Sonuçta, bahsedilen ilkelerin çoğunluğuna felsefi açıdan katılına bilir ve toplumunda kabulünü görebilir, fakat devlet makinasının temsilen bürokratik görüşün uygulamaya çalıştığı anlamsız baskı demokratik açıdan kabul edilemez. Bir yönetim  sistemi ile felsefi, toplumsal olgunluğun neticesi varılabilen demokrasi ülkemizde hep aynı şeylermiş gibi gösterilmiştir, halbuki birbirlerini doğal olarak takip edebilirler ve hatta birlikte yol alabilirler, ama her cumhuriyet sıfatını kullanan memlekette illaki demokrasi vardır diye de bir kural yoktur, örnekleri de mebzuldür. Bu kavram kargaşası öyle bir noktaya varabiliyor ki, toplumun aklı başında mensupları dahi, uzun yıllar bir ilke savunmasında bulunmak amacıyla, anlatmak yerine olur olmadık her yerde; sözleri burada yazılmış, müziği dışarıdan alınmış “Onuncu Yıl Marşı”nı terennüm ettiler yani ismi üzerinde 1933’ten kalma işte, bende çok severim dinlemeyi amma o kadar… Bu herhangi yeni bir şey üretememe kabiliyetine erişememek de, ne kadar da hüzünlü. Cumhuriyet Devleti’ni 1940’lı yıllarda pekiştirilen “Bürokrasi” yönetir oldu, yıllar ve yıllar bu hakim güç ister sivil ister üniformalı son tahlilde mutlak iş birliği içerisinde, iyi ve ya kötüyü kendince ayırarak, toplumun kaderini tayin eden neredeyse mutlak güç olarak, milletin seçtiği siyasi temsilcileri yönlendirmeye ve hatta zorlamaya kadar pervasızca gidebildiler, daha da olmazsa 1960,1971,1980 ve sonrasındaki millete karşı darbeleri düzenleyip, milletin meclislerini fesih ederek topluma karşı her tür insanlık suçu dahi işleyebildiler. Demokrasiye her müdahale sonrasında da, baskıyla uygulanan kabul ettirme neticesi acayip kavram kargaşaları ortaya çıktı. Böyle alt alta yazınca ne denli hüzünlü bir tablo çıkıyor değil mi? Halbuki bir Bayramı gönülden kutlamak var iken…

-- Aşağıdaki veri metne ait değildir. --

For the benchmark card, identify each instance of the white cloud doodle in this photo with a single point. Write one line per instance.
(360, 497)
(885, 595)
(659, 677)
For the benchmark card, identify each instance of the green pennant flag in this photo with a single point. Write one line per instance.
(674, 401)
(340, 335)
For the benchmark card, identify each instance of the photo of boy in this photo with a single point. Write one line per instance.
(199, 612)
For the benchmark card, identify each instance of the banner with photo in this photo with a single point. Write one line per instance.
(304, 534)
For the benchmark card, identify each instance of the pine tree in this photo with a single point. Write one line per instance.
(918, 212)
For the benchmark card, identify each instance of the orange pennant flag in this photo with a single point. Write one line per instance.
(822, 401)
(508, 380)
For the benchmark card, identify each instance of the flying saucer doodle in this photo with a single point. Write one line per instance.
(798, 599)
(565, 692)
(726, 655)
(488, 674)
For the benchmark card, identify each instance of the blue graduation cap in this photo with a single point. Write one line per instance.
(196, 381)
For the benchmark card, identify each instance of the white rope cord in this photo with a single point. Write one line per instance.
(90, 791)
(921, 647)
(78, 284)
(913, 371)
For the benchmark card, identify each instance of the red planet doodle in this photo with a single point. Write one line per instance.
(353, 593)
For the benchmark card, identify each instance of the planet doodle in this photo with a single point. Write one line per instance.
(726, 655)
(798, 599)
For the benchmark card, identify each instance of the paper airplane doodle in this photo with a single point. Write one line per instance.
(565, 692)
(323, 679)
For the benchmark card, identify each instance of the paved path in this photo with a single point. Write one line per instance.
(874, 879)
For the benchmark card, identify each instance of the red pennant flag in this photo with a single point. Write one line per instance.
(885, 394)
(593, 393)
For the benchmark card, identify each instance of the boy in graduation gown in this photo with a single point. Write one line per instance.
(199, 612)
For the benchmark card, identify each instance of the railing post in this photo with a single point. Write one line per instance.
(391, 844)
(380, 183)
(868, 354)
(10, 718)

Netice de, bütün bunların yanı sıra asıl olan bir diğer ve en önemli  husus ise; şu veya bu siyasi idare altında  toplumumuz bireylerinin ulaşabildikleri kültürel seviyedir. 1970’li yılların ilk başında Orta Avrupa ülkelerinde, Yüksek Öğretim Kurumlarının Türkiye Cumhuriyet Lise diplomasını derecelerine göre ayırıp kabulleri kısıtlamaya başladığına şahit olduğumda cidden şaşırmış ve üzülmüş idim. Bir müddet sonra bizim en iyi lise mezuniyet derecelerini dahi kabul etmez oldular, bu ise öyle düşmanlıktan ve ya ötelemekten ileri gelen haşa değil, tamamıyla Ülkemizin eğitim seviyesiyle orantılı bir neticedir. Şimdileri, sevdiğim bir dostum alenen, arada sırada “cahil” suçlamasında bulunuyor, belki tarzı garipseniyor olabilir amma sonuçta son derece haklı, birkaç nesil önce yine cumhuriyet idaresi altında şiir bilen edebiyattan anlayan ve genel kültürel bilgiye sahip o kadar vatandaşımız nasıl oldu da donanımlarını çocuklarının, torunlarının nesillerine aktaramadılar? Bunca üniversiteden mezun olan genç kardeşlerimiz kendi kusurları olmaksızın neden bu tarz nitelendiriliyorlar! İşte önemli olan bu acı noktadır bunun Cumhuriyet sistemiyle falanda ilişkisi yoktur. Olsa olsa sadece, kendisini idari  sistemin  “hamisi” tayin etmiş olan otokratik- bürokratik kesimin çoğunluğunun içine kapalı düzenini egoist biçimde sürdürme iddiasının ülkeye ve topluma verdiği beter bir zarar neticesi olsa gerek.

Cumhuriyet Bayramınızı kutluyorum Efendim.